Minmaxed a little, but that is not a totally bad thing.
Both clerics have playability issues though and you might consider following:
1st cleric is slow to act and neither charismatic nor intelligent. You might not have a lot of fun with hin despite being really tough as nails.
The second cleric is so weak he can't wear his stuff. Medium armor is still quite heavy. You are also in a bad position against creatures that try to grab you.
So as food dor thought: try spreading ability scores some more.
Your first character could be:
STR 16 DEX 8 CON 14 INT 10 WIS 16 CHA 10
heavy armor mastery. Looks a lot less min maxed and still really tough.
Your second cleric could be:
STR 12 DEX 16 CON 14 INT 8 WIS 14 CHA 10
Defensive duellist.
Fast to act but not a good thinker.
One thing I always feel compelled to point out is that a lot of people (particularly people who attach negative connotations to the terms we're discussing in this thread) assume that "min/maxing" means pumping their primary scores to the max and then dumping everything else...
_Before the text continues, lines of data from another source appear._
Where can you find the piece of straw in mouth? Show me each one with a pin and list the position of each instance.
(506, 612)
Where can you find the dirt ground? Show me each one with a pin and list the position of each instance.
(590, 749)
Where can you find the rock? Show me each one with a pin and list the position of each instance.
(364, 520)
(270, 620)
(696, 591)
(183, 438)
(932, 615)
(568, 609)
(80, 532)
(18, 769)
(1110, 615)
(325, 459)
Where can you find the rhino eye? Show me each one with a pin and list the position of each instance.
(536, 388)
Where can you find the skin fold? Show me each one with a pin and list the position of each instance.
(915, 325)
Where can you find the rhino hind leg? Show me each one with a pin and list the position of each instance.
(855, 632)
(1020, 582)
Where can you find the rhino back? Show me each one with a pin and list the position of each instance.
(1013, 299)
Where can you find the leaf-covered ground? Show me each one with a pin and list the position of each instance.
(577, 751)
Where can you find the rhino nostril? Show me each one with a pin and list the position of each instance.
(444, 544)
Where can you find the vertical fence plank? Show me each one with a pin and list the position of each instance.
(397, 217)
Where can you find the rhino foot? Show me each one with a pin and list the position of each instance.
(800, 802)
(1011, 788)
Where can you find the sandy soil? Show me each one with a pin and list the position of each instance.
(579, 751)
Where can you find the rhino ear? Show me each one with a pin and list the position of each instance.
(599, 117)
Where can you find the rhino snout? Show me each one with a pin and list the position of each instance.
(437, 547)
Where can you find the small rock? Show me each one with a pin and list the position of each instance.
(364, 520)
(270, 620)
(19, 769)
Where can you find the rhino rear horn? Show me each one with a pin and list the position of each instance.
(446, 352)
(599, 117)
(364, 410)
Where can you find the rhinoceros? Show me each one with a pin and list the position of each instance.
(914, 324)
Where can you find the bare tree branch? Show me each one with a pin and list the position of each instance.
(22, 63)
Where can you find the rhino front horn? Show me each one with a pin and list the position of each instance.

However, particularly in previous editions, this was pretty much a guarantee that you'd just built a one-trick glass cannon and pretty much missed the entire point of the Min/Max exercise...
"Min/Maxing", as the term was used in the old WotC CharOp forum by the CharOp wizards, meant maximizing your strengths... While
minimizing your weaknesses. Shoring up your weak spots, not dumping your stats.
The whole point is to create a character who is as effective at what they were designed to do as possible
while not actively gimping yourself in other areas.
The classic example of the all-smashing idiot barbarian who can one-shot a troll at first level? He's all-powerful... Until he meets
anything that calls for a non-physical saving throw.
The Hulk just got punked by a cloud of pixies.
To focus the concept on the two clerics in the original post, and as mentioned above, you need to ask yourself several questions when shuffling around ability scores and other stats. Unless the cleric is going to be a big part of the party's melee capability, you need to ask yourself, how much Strength is too much? If he's not going to be depended on to bring big damage every round and his armor feat helps him mitigate some big hits, does he really need to max his Strength score to get an occasional +1 damage, will those few extra hit points from his maxed-out Con score matter often enough that they're
worth sacrificing something else for? Or could those few extra buy points be better used to shore up one of his other abilities? Does somebody else in the party have a decent Charisma score to deal with social encounters, or should you pop some extra points into Charisma and take Persuasion as a skill? What sorts of things require saves against his "tanked" abilities and how common are they?
It's all about assigning priorities and values to your limited set of character resources, and then making choices designed to balance the overall positives and negatives.